Tuesday, July 3, 2012

Has Homosexuality Become the New Normal?




The Christian Diarist ^ | July 3, 2012 | JP

One needn’t have had “gaydar” to know that Anderson Cooper was homosexual. That’s why the significance of the CNN anchor’s declaration yesterday – “I’m gay always have been, always will be” – is not that he made it, but that he felt so empowered to do so.
In an email to Andrew Sullivan, a fellow homosexual who authors a blog for the Daily Beast, Cooper explained that he was reminded recently “that while as a society we are moving toward greater inclusion and equality for all people, the tide of history only advances when people make themselves fully visible.”
That’s the gay strategy – to “make themselves fully visible.” As Sullivan wrote on his blog, “The visibility of gay people is one of the core means for our equality.”
That’s why gay rights activists so often state that every one of us knows someone or another who is gay.
The implication is that homosexuals constitute a sizable minority; that they deserve to be full integrated into every area of society, from the military to the Boy Scouts; that they deserve to be accorded the very same rights as heterosexuals, from marriage to adoption of children.
But homosexuals are not nearly as sizable a minority as the unsuspecting American public has been misled to believe.
Sure, most of us know someone or another who is gay. But most of us also know someone or another who is Asian.
Asians constitute a mere 5 percent of the U.S. population, which most of us would not consider sizeable. And the homosexual population is not even half that of the Asian population.
That’s not the disinformation of one of the “pastors calling for the death of gay people,” as Sullivan decried, but the fact-based conclusion of Garance Franke-Ruta, a senior editor at The Atlantic magazine.
In an article published this past spring, Franke-Ruta, who is no conservative, no evangelical Christian, pointed to an April 2011 study by the Williams Institute, a gay and lesbian think tank at UCLA, which calculated that only 1.7 percent of Americans between 18 and 44 are homosexual.
Given that data, wrote Franke-Ruta, the size of the gay population has been “massively overestimated” by members of the American public.

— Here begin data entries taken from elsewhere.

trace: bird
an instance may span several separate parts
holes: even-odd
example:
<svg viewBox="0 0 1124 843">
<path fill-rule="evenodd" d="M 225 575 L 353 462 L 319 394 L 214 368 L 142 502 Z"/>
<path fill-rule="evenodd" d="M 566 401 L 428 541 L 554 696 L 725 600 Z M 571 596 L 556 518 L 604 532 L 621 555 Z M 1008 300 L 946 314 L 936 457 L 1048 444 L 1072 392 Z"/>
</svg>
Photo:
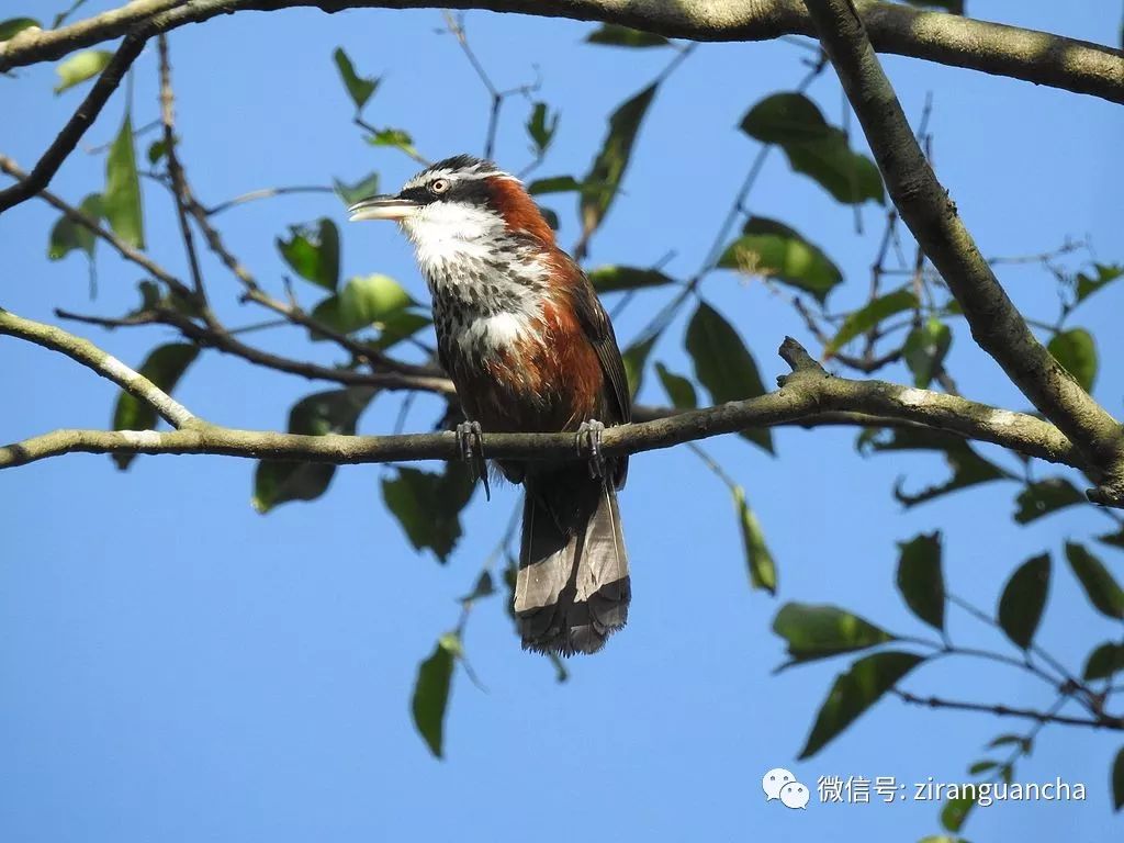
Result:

She points to a Gallup poll last year in which those surveyed figured that gays and lesbians made up more than 25 percent of theU.S.population.
That so many Americans mistakenly believe that the homosexual population is 15 times larger than it actually is shows how successful gay rights activists have been in portraying their constituency as a sizable minority.
And they have managed to do so because of their prominence in such highly visible professions as media, entertainment and politics.
Indeed, Cooper’s acknowledgement yesterday that he is gay “and proud” was preceded several months ago by a similar announcement by fellow CNN anchor Don Lemon. And it will surprise hardly anyone when and if a former CNN anchor, currently working for a rival network, follows the lead of Lemon and Cooper.
Meanwhile, a recent issue of Entertainment Weekly featured a cover story on “The New Art of Coming Out.” It celebrates “the new casual methods celebrities are using to reveal their sexuality publicly for the first time.”
That includes such Hollywood gays as Jim Parsons, a cast member on CBS’ “The Big Bang Theory,” Zachary Quinto, who appeared on NBC’s “Heroes,” before moving on to such movies as Star Trek, Matt Bomer, star of USA Network’s “White Collar,” Jesse Tyler, of ABC’s “Modern Family” and Jane Lynch, of FOX’s “Glee.”
Then there’s the political world, where homosexuality is no longer the liability with voters it once was. Indeed, the Gay and Lesbian Victory Fund, which makes campaign contributions to homosexual candidates throughout the country, says there are more than 1,000 open gay elected officials serving at some level or another in government.
And the gay community has a very special relationship with the Obama administration, which, according to the Victory Fund, has appointed more than 250 gays, lesbians, bi-sexuals, and transgenders to full-time and advisor positions with the executive branch, “more than all know LGBT appointments of other presidential administrations combined.”
The success of homosexuals in infiltrating the media, Hollywood and politics explains why so many Americans have been duped into believing that every fourth person is gay or lesbian or (other).
It also explains how the tiny minority has managed to advance its ungodly agenda, over the objection of the majority of Americans who continue to believe that homosexuality is a sin.